What had I really found, though? I had found out that
Johnny was somehow involved in Claire White’s suicide. There had been a group
of boys who were also involved.
How do a
group of boys drive a girl to suicide?
It could have been bullying. It
could have been hacking into her phone or somewhere and finding incriminating
pictures. But Johnny had admitted to me that he had been Claire’s boyfriend.
That she had been his first.
Had he been
her first?
I shivered, wondering. The words from the comments on Claire’s
page came back to me. The boys who had gone to jail had obviously done
something awful, but I couldn’t think of what Claire’s own boyfriend could
possibly have done that was as bad — unless Johnny was abusive.

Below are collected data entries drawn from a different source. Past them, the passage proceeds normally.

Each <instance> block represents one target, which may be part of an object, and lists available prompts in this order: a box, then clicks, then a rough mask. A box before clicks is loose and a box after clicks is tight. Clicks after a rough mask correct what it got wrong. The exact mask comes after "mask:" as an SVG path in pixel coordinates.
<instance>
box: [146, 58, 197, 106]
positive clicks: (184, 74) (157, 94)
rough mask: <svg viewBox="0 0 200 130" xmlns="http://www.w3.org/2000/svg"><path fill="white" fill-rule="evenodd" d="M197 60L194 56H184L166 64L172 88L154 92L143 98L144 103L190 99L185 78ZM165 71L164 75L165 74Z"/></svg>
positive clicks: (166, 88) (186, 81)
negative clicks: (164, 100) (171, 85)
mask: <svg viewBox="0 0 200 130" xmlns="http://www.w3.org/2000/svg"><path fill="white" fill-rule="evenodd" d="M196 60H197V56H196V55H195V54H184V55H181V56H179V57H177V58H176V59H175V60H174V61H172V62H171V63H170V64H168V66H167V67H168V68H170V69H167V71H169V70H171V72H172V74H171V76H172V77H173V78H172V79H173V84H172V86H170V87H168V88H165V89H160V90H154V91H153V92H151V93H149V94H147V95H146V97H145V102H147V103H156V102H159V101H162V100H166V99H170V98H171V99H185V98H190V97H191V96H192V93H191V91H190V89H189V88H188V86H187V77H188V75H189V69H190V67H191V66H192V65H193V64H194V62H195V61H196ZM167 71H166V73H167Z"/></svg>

I thought about what my high school health class
teacher had taught us about abusive boyfriends and girlfriends. At first they
tended to be very charming, very friendly and they often were even once the
abuse started, when they were in a “reconciliation” phase. The image of “The
Cycle of Abuse” appeared in my mind as I wandered aimlessly through the dining
hall to grab some breakfast. The abuser would be charm itself; they would be
sweet and kind and attentive. Gradually, as the relationship progressed, things
would start to go bad. They’d explode and become frighteningly angry and then,
just as suddenly, they’d back off and be sweet again, even kinder and gentler
than before, contrite and careful. They’d bring you gifts or go out of their
way to be kind to you. You would assume that the explosions were just an
isolated incident and that as long as things never worked up quite that
tensely…
But then over time, the teacher had told us with the
health counselor nodding solemn agreement, those isolated incidents would
happen more and more. The threshold for the explosions would get lower and
lower. What started out happening maybe once a month or even more rarely would
start to become a weekly event, sometimes even
daily.
The abuser would try to control more and more aspects of your life to
compensate for what was out of control in their own and try and make you stay
in spite of every impulse in your mind to go. If you let them, they would
convince you that the real person inside was the kind and gentle, sweet and
charming person they had shown you at first. The ugliness, the rage, was
something that you had caused — whether you meant to or not. That was why so
many battered men and women stayed; their abusers convinced them that they were
the ones who were wrong, not the abuser.